La governance e il rischio commissariamento

L'ipotesi del commissariamento della Lega di A, ha sottolineato il presidente del Coni Malagò, diventa una soluzione indispensabile se non si trova l'accordo entro i tempi previsti. Possibile che un punto di compromesso si trovi sul piano della governance, come dimostra il documento di riforma in nove punti illustrato dal vice presidente dell'Udinese: “sì a un presidente di garanzia e un amministratore delegato con profilo internazionale e competenze su diritti tv e commerciale, entrambi membri di un consiglio di Lega a 7 assieme a 5 rappresentanti di club, lasciando aperta la possibilità che l’a.d. faccia anche il consigliere federale” sintetizza Marco Iaria sulla Gazzetta dello Sport. Ma il vero terreno di scontro è un altro, il solito: i diritti televisivi. Le piccole guidate da Lotito chiedono un meccanismo più equo di distribuzione, le grandi difendono le rendite di posizione e ostacolano una riforma che potrebbe ridurre il gap fra “ricchi” e “poveri” e togliere alle prime più di una decina di milioni. Ma per le riforme serve raggiungere il quorum di quindici votanti, e lo stallo rimane.

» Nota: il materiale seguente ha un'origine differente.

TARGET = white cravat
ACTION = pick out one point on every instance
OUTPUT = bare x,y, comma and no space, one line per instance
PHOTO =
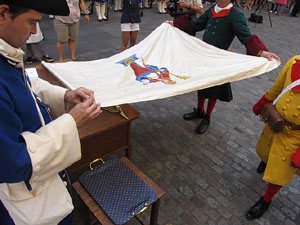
11,52
218,9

Diritti tv: il meccanismo attuale…

L'attuale meccanismo di distribuzione segue i principi definiti dalla legge Melandri. Il 40% è suddiviso in parti uguali, il 30% in base al bacino d’utenza (25% stabilito dalle ricerche sul tifo mai rese pubbliche e 5% legato ai dati Istat sulla popolazione residente nel Comune in cui gioca la squadra), l'ultimo 30% secondo i risultati: la storia sportiva (dal 1946-47) pesa per il 10%, la classifica dei cinque anni precedenti per il 15% e la stagione in corso vale solo un 5%. Le 14 medio piccole chiedono il passaggio a una formula 50-20-30: metà in parti uguali, 20% in base al bacini d'utenza, 30% in base ai risultati. Se approvata, la riforma farebbe scendere il rapporto first to last, fra chi guadagna di più e chi meno da 4,7:1 a 3,3:1. Ma toglierebbe alla Juve e alle altre big tra i dieci e i quindici milioni a stagione.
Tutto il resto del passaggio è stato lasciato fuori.